We are seeing it right now. We are living in it, Deandre, because we are now seeing things like dengue and other types of viruses that are kind of popping up. There's been a handful of cases in Florida. We've had malaria popping up in Texas, Florida, even as far away as Maryland. And these are non-travel associated cases. So if you go back decades, America did have some malaria in the southern tropical states. We got rid of a lot of that, but we are seeing some resurgence of that. So all of these things, tropical, subtropical, shorter winters, longer summers, all of these things help expand the geographical distribution of these types of disease and vectors.

Deandre White:

I can't believe you said that there was malaria in Maryland. I can't imagine that.

Dr. Rodney Rohde:

Yeah, that one really caught me off guard. But yeah, there was a case that's in CDC’s, MMWR case studies that popped up in Maryland of all places, which is really not a tropical state. So again, it just kind of shows you this is happening right here in America as well, not just all over the world.

Deandre White:

And aside from warmer regions having more vectors for spreading disease per mosquitoes, and higher rates of physical contact, do you think that lower socioeconomic regions could have a higher risk of infectious disease when there are hurricanes just because of our pollution and trash and things of that sort?

Dr.
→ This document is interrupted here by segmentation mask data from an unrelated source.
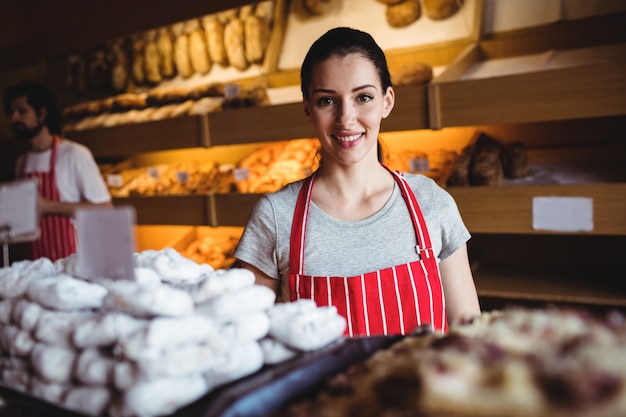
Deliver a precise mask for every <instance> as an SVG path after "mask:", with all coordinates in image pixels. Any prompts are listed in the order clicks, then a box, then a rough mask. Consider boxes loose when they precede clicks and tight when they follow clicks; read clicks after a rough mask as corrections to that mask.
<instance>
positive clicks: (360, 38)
mask: <svg viewBox="0 0 626 417" xmlns="http://www.w3.org/2000/svg"><path fill="white" fill-rule="evenodd" d="M350 54H360V55H362V56H364V57H365V58H367V59H369V60H370V62H371V63H372V64H374V67H376V71H377V72H378V75H379V76H380V81H381V84H382V88H383V92H385V91H387V87H391V76H390V75H389V68H387V59H386V58H385V53H384V52H383V50H382V49H381V48H380V46H378V44H377V43H376V41H375V40H374V38H373V37H372V35H370V34H369V33H366V32H363V31H360V30H358V29H352V28H348V27H337V28H334V29H331V30H329V31H328V32H326V33H325V34H323V35H322V36H321V37H320V38H318V39H317V40H316V41H315V42H313V45H311V48H310V49H309V51H308V52H307V54H306V56H305V57H304V62H303V63H302V68H301V69H300V88H301V90H302V95H303V97H304V98H305V99H307V100H308V99H309V87H310V86H311V78H312V77H313V67H314V66H315V64H317V63H319V62H322V61H324V60H326V59H328V58H330V57H332V56H338V57H341V58H342V57H345V56H347V55H350Z"/></svg>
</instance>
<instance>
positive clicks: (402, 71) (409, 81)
mask: <svg viewBox="0 0 626 417" xmlns="http://www.w3.org/2000/svg"><path fill="white" fill-rule="evenodd" d="M432 78H433V69H432V67H431V66H430V65H428V64H426V63H423V62H409V63H406V64H404V65H402V66H401V67H400V68H398V69H397V70H395V71H392V73H391V79H392V81H393V85H394V86H395V85H419V84H428V83H429V82H430V80H431V79H432Z"/></svg>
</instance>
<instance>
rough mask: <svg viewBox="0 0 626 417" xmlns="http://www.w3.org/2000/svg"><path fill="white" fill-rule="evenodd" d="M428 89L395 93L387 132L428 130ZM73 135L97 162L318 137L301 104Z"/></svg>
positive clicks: (244, 109)
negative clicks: (314, 136) (143, 156)
mask: <svg viewBox="0 0 626 417" xmlns="http://www.w3.org/2000/svg"><path fill="white" fill-rule="evenodd" d="M426 105H427V102H426V87H425V86H424V85H412V86H400V87H398V88H396V106H395V108H394V110H393V112H392V113H391V116H389V118H387V119H386V120H385V121H384V123H383V125H382V130H383V131H398V130H415V129H424V128H427V127H428V117H427V107H426ZM69 136H70V137H71V138H72V139H73V140H75V141H76V142H79V143H82V144H84V145H85V146H87V147H88V148H89V149H90V150H91V151H92V153H93V154H94V156H95V157H96V158H107V157H123V156H130V155H134V154H138V153H142V152H155V151H165V150H172V149H184V148H197V147H205V148H206V147H214V146H224V145H238V144H249V143H260V142H271V141H278V140H288V139H296V138H307V137H314V136H315V132H314V131H313V128H312V126H311V124H310V123H309V121H307V120H306V118H305V116H304V111H303V108H302V103H286V104H278V105H270V106H258V107H246V108H240V109H231V110H224V111H218V112H212V113H209V114H207V115H202V116H185V117H177V118H173V119H166V120H157V121H152V122H144V123H136V124H127V125H120V126H112V127H104V128H97V129H86V130H77V131H73V132H71V134H69Z"/></svg>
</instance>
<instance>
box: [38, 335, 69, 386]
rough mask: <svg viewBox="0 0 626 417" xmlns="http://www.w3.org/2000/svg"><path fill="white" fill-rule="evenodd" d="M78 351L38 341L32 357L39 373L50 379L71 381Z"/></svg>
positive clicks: (50, 380)
mask: <svg viewBox="0 0 626 417" xmlns="http://www.w3.org/2000/svg"><path fill="white" fill-rule="evenodd" d="M76 357H77V353H76V351H74V350H73V349H67V348H63V347H59V346H48V345H45V344H43V343H37V344H35V346H33V350H32V352H31V355H30V358H31V363H32V365H33V369H34V370H35V372H36V373H37V375H39V376H41V377H42V378H45V379H47V380H48V381H53V382H59V383H69V382H71V381H72V376H73V371H74V363H75V362H76Z"/></svg>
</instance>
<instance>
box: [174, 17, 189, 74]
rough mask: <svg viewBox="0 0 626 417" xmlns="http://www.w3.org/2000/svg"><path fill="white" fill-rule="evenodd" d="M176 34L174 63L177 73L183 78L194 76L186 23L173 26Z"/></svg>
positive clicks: (174, 49)
mask: <svg viewBox="0 0 626 417" xmlns="http://www.w3.org/2000/svg"><path fill="white" fill-rule="evenodd" d="M172 32H173V33H174V39H175V40H174V63H175V64H176V71H177V72H178V74H180V76H181V77H183V78H189V77H191V76H192V75H193V68H192V67H191V59H190V58H189V34H188V33H187V32H186V31H185V24H184V23H177V24H175V25H173V26H172Z"/></svg>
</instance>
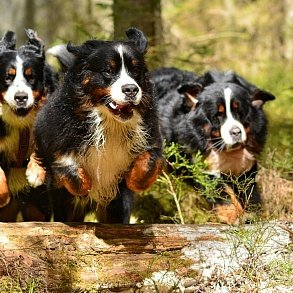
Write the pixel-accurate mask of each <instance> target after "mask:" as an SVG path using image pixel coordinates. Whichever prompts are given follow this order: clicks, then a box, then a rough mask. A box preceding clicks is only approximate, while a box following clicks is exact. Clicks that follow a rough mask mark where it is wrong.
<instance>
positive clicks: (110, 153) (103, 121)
mask: <svg viewBox="0 0 293 293" xmlns="http://www.w3.org/2000/svg"><path fill="white" fill-rule="evenodd" d="M131 120H132V122H131V123H119V122H117V121H116V120H113V119H108V120H106V121H103V123H102V124H100V125H99V126H98V128H97V130H96V133H95V135H94V138H95V141H96V143H95V145H93V146H91V147H90V148H89V149H88V150H87V152H86V154H85V155H84V156H81V157H80V158H79V162H78V163H79V164H80V165H81V166H82V167H83V168H84V169H85V170H86V171H87V172H88V174H89V176H90V178H91V180H92V188H91V190H90V192H89V197H90V198H91V199H92V200H94V201H95V202H97V203H98V204H99V205H103V206H105V205H107V204H108V203H109V202H110V201H111V200H112V199H113V198H114V197H115V196H116V194H117V190H118V184H119V182H120V181H121V179H122V178H123V177H124V175H125V173H126V172H127V171H128V170H129V168H130V166H131V163H132V162H133V160H134V158H135V156H137V154H138V153H139V152H142V151H143V150H144V149H145V147H146V144H147V143H146V136H145V131H144V127H143V125H142V123H141V119H140V117H139V116H137V117H134V118H132V119H131Z"/></svg>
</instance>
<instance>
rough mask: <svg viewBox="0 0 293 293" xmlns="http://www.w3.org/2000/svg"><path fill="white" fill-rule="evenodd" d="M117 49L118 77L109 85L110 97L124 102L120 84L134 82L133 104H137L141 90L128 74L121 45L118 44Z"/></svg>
mask: <svg viewBox="0 0 293 293" xmlns="http://www.w3.org/2000/svg"><path fill="white" fill-rule="evenodd" d="M117 51H118V53H119V55H120V58H121V69H120V72H119V77H118V79H117V80H116V81H115V82H114V83H113V84H112V85H111V97H112V99H113V100H114V101H115V102H116V103H118V104H123V103H125V102H126V100H125V94H124V93H123V92H122V86H124V85H127V84H134V85H136V86H137V87H138V89H139V90H138V93H137V95H136V98H135V100H133V104H134V105H138V104H139V103H140V101H141V98H142V91H141V88H140V86H139V85H138V84H137V82H136V81H135V80H134V79H133V78H132V77H131V76H130V75H129V74H128V72H127V69H126V66H125V60H124V52H123V46H122V45H119V46H118V47H117Z"/></svg>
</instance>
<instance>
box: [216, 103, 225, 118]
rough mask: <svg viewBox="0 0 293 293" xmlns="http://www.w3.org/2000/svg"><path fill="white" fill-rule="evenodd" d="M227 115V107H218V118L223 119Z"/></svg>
mask: <svg viewBox="0 0 293 293" xmlns="http://www.w3.org/2000/svg"><path fill="white" fill-rule="evenodd" d="M224 113H225V107H224V106H223V105H220V106H219V107H218V112H217V116H218V117H223V116H224Z"/></svg>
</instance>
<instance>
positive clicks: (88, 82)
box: [82, 77, 91, 86]
mask: <svg viewBox="0 0 293 293" xmlns="http://www.w3.org/2000/svg"><path fill="white" fill-rule="evenodd" d="M90 80H91V79H90V78H89V77H86V78H85V79H84V80H83V81H82V85H83V86H86V85H87V84H88V83H89V82H90Z"/></svg>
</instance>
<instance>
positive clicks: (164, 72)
mask: <svg viewBox="0 0 293 293" xmlns="http://www.w3.org/2000/svg"><path fill="white" fill-rule="evenodd" d="M170 72H172V74H171V75H170ZM174 76H176V78H174ZM151 79H152V81H153V82H154V84H155V86H156V88H157V99H158V108H159V117H160V124H161V129H162V134H163V137H164V138H165V139H166V141H167V143H170V142H176V143H178V144H181V145H182V146H183V148H184V151H185V153H186V155H187V156H188V157H189V159H190V161H191V163H193V159H192V158H193V157H194V155H195V154H197V152H198V151H200V152H201V154H202V155H203V158H204V159H205V160H206V162H207V165H208V170H207V172H208V174H210V176H211V177H217V178H221V182H224V183H222V194H221V198H222V199H215V200H214V202H213V206H214V210H215V212H216V214H217V216H218V219H219V220H221V221H223V222H226V223H235V222H237V221H238V220H239V218H240V216H241V215H243V213H244V210H245V209H246V207H247V204H257V205H258V204H260V202H261V198H260V193H259V190H258V188H257V184H256V182H255V177H256V174H257V156H258V155H259V154H260V153H261V151H262V150H263V147H264V144H265V138H266V133H267V119H266V116H265V113H264V111H263V108H262V106H263V105H264V103H265V102H267V101H270V100H273V99H275V97H274V96H273V95H272V94H271V93H269V92H266V91H264V90H261V89H259V88H257V87H256V86H255V85H253V84H251V83H249V82H248V81H246V80H245V79H244V78H242V77H241V76H239V75H237V74H236V73H234V72H232V71H226V72H221V71H208V72H206V73H205V74H204V75H202V76H200V77H198V76H196V75H195V74H193V73H190V72H184V71H181V70H178V69H175V68H171V69H166V68H162V69H158V70H156V71H154V72H153V73H152V76H151ZM174 80H175V82H174ZM178 80H179V81H180V82H178ZM162 81H163V82H162ZM162 87H163V89H162Z"/></svg>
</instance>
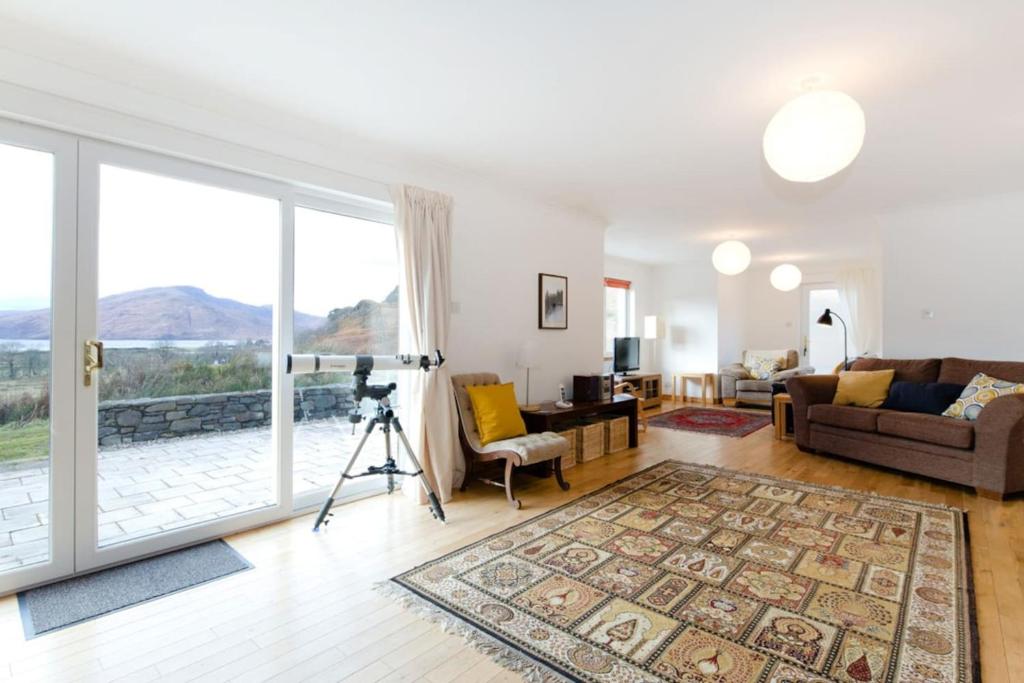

Rodney Rohde:

Yeah, absolutely. Right. And it's an unfortunate reality even in the United States that we have areas that are socioeconomically are going to be a lower median income. We've got issues where people are not living in screened-in homes, for example. They're outdoors in the habitat and weather. And so yeah, you do see those types of impacts. It's just associated with all of those factors. There's no air conditioning, perhaps. They're outside, they're intense different populations. And then if you add that as we've talked about, comorbidities, so you have the socioeconomic impact, and then a lot of those people might have health issues like COPD and diabetes and other infectious diseases, and all of that means their body's immune system is way more susceptible to some of these types of infections. So it is a perfect storm, no pun intended when we have these types of events occurring in those types of areas.